The Russian prime minister’s visit to China to attend the Chinese International Import Expo and a regular Russian-Chinese heads of government meeting was certainly this year’s landmark event. First, it preceded yet another Russian-Chinese summit to be held soon on the sidelines of G20 in Buenos Aires. Second, as opposed to previous years, it took place at a turning point in world history, as the US radically overhauls its policy, making sanctions an integral element of a burgeoning new political and economic system. Today, like Russia a year ago, China has become a target of US sanctions and restrictions, and this also makes the visit distinct from its predecessors. This fact in itself should considerably increase the gravitational attraction of these two victims of sanctions.

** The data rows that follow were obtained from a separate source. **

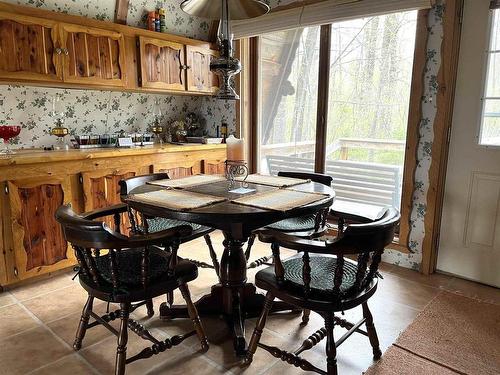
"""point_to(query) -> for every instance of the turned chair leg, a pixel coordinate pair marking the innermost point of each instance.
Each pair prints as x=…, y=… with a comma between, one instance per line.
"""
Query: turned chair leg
x=372, y=333
x=84, y=321
x=305, y=316
x=121, y=350
x=193, y=315
x=257, y=332
x=150, y=308
x=331, y=350
x=251, y=240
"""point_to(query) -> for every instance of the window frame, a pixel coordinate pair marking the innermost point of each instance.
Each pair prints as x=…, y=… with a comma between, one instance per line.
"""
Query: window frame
x=486, y=71
x=249, y=110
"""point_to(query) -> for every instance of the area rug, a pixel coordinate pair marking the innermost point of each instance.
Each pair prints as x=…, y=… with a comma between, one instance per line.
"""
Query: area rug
x=397, y=361
x=456, y=333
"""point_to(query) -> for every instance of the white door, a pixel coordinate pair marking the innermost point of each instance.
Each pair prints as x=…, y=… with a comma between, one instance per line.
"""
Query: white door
x=470, y=230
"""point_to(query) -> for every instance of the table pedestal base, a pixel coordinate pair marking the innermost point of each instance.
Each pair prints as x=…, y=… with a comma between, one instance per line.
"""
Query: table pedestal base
x=233, y=298
x=246, y=303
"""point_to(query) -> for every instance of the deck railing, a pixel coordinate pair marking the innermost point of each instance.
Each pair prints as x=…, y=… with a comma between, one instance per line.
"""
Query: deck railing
x=306, y=148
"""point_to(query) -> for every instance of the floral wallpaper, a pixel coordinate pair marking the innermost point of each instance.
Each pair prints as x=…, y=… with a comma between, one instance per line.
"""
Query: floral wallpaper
x=99, y=112
x=426, y=132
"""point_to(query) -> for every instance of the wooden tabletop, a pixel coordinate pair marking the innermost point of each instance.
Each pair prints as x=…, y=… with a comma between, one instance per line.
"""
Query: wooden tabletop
x=239, y=220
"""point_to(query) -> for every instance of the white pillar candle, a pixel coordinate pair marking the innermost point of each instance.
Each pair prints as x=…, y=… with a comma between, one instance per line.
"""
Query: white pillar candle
x=235, y=148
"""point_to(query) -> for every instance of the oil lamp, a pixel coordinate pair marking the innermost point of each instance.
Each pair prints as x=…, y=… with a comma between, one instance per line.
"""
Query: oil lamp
x=59, y=116
x=226, y=66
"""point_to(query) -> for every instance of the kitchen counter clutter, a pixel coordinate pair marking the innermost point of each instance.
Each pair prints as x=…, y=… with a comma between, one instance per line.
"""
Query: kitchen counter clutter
x=34, y=156
x=34, y=183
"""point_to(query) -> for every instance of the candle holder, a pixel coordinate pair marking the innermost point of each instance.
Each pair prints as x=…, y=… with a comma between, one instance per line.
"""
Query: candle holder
x=236, y=168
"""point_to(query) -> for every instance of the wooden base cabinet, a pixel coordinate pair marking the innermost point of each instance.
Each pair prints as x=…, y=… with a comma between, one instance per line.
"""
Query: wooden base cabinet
x=36, y=239
x=33, y=186
x=101, y=189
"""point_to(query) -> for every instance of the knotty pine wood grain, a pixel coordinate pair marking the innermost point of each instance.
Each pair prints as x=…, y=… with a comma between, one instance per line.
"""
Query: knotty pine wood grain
x=43, y=239
x=123, y=53
x=65, y=169
x=26, y=47
x=37, y=242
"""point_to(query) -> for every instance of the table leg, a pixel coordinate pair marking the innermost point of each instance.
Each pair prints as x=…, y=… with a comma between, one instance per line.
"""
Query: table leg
x=233, y=298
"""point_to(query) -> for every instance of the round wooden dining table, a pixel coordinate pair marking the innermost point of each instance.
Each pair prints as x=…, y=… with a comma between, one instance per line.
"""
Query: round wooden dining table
x=233, y=297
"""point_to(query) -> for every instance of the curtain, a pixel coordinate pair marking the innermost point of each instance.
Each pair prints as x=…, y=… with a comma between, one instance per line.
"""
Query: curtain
x=324, y=12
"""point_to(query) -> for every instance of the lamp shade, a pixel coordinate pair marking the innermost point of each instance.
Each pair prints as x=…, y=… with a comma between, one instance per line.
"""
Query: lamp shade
x=238, y=9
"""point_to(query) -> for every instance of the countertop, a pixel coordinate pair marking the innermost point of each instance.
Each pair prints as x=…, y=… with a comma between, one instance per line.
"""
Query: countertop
x=33, y=156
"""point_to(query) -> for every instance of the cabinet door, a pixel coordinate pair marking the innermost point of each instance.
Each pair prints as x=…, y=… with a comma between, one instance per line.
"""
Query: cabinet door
x=37, y=238
x=27, y=48
x=101, y=189
x=199, y=76
x=93, y=56
x=162, y=64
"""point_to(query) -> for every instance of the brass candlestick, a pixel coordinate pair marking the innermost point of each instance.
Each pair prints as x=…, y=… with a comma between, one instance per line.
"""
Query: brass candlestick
x=236, y=168
x=158, y=130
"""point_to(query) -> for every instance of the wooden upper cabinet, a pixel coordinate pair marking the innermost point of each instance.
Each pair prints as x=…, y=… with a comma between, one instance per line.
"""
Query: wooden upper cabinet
x=28, y=48
x=93, y=56
x=162, y=64
x=199, y=76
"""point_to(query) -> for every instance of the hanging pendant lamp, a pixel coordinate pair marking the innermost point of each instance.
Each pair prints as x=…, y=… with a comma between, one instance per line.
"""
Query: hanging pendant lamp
x=226, y=66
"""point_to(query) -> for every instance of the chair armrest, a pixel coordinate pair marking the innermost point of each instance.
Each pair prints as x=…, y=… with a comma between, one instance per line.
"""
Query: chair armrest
x=105, y=211
x=160, y=238
x=298, y=243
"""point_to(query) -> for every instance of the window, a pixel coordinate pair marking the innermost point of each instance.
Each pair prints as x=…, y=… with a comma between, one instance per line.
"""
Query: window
x=289, y=89
x=490, y=124
x=371, y=63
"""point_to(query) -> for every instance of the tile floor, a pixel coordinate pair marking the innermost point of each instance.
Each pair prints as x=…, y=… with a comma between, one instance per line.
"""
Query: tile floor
x=38, y=323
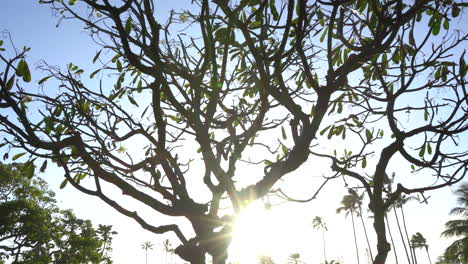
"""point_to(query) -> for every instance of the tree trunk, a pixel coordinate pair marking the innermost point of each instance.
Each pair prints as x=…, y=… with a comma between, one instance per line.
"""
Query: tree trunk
x=401, y=235
x=383, y=247
x=429, y=257
x=220, y=259
x=355, y=238
x=324, y=251
x=365, y=233
x=413, y=256
x=391, y=239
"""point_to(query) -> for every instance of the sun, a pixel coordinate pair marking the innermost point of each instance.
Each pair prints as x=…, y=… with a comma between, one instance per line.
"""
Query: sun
x=258, y=231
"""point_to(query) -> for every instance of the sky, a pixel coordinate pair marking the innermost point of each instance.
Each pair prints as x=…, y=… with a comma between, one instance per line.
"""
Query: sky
x=35, y=26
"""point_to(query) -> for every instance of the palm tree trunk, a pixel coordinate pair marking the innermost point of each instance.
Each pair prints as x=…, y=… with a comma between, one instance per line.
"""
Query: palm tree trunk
x=429, y=257
x=406, y=232
x=391, y=239
x=365, y=233
x=414, y=254
x=355, y=238
x=324, y=251
x=401, y=235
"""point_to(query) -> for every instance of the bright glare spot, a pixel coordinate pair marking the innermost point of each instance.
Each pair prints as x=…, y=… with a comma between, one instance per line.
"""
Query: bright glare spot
x=257, y=232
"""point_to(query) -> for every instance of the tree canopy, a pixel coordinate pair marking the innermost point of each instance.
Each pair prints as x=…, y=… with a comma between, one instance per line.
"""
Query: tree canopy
x=34, y=230
x=359, y=85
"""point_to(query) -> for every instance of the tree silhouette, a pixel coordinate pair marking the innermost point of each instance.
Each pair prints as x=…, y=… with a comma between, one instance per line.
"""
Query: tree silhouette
x=147, y=245
x=259, y=82
x=294, y=258
x=167, y=247
x=34, y=230
x=457, y=252
x=419, y=241
x=318, y=223
x=349, y=206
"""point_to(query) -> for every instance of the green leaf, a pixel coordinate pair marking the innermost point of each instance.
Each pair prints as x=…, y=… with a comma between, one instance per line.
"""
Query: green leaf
x=128, y=25
x=96, y=56
x=114, y=59
x=43, y=80
x=119, y=66
x=422, y=151
x=63, y=184
x=312, y=110
x=436, y=27
x=324, y=34
x=19, y=155
x=132, y=100
x=22, y=70
x=324, y=130
x=29, y=169
x=44, y=166
x=91, y=76
x=273, y=10
x=283, y=133
x=255, y=24
x=368, y=135
x=10, y=83
x=284, y=149
x=446, y=24
x=455, y=10
x=411, y=38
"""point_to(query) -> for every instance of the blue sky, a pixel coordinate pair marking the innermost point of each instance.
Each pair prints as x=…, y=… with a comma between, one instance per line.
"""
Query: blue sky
x=34, y=25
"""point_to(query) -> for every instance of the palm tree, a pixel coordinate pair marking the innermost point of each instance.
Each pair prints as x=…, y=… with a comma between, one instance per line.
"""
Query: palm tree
x=147, y=246
x=418, y=241
x=359, y=199
x=349, y=206
x=403, y=199
x=167, y=247
x=319, y=223
x=294, y=258
x=264, y=259
x=457, y=252
x=391, y=238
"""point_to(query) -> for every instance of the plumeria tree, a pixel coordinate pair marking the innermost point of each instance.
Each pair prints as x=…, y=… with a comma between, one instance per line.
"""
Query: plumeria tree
x=264, y=83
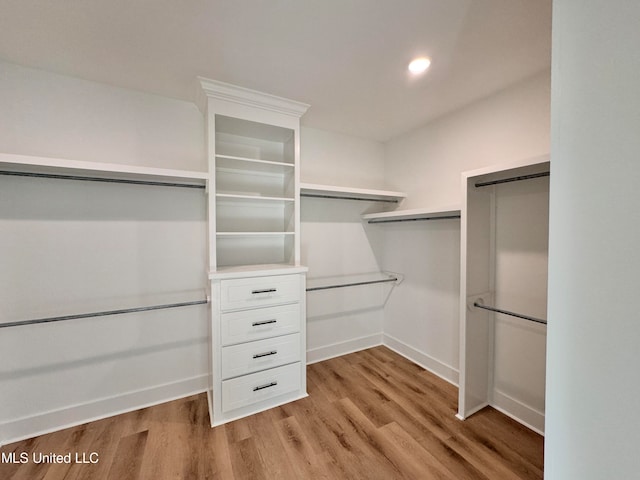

As far as bilateral relations are concerned, the background for the visit was also most favorable. The Russian Armed Forces held major exercises involving units from the People’s Republic of China. Shortly before the visit, Shanghai hosted a joint media forum whose participants discussed how to form a common information space. Bilateral trade has been developing at a fast rate and has every chance to reach or even exceed $100 billion before the end of this year.
But the visit was devoted to resolving outstanding problems and removing obstacles to closer bilateral relations. As I see it, the parties focused on transitioning to the use of national currencies in bilateral trade so as to rule out US interference and on stepping up financial cooperation, along with defense industry cooperation and joint nuclear power projects, which were the subject of some important agreements that were signed. The Russian prime minister mentioned the national currency issue and the need to develop financial relations at practically every major event during the visit.
This focus is quite understandable, given that cooperation in this sphere is still running into problems unrelated to putative US control. The aim is to find a balanced option for cooperation in finance.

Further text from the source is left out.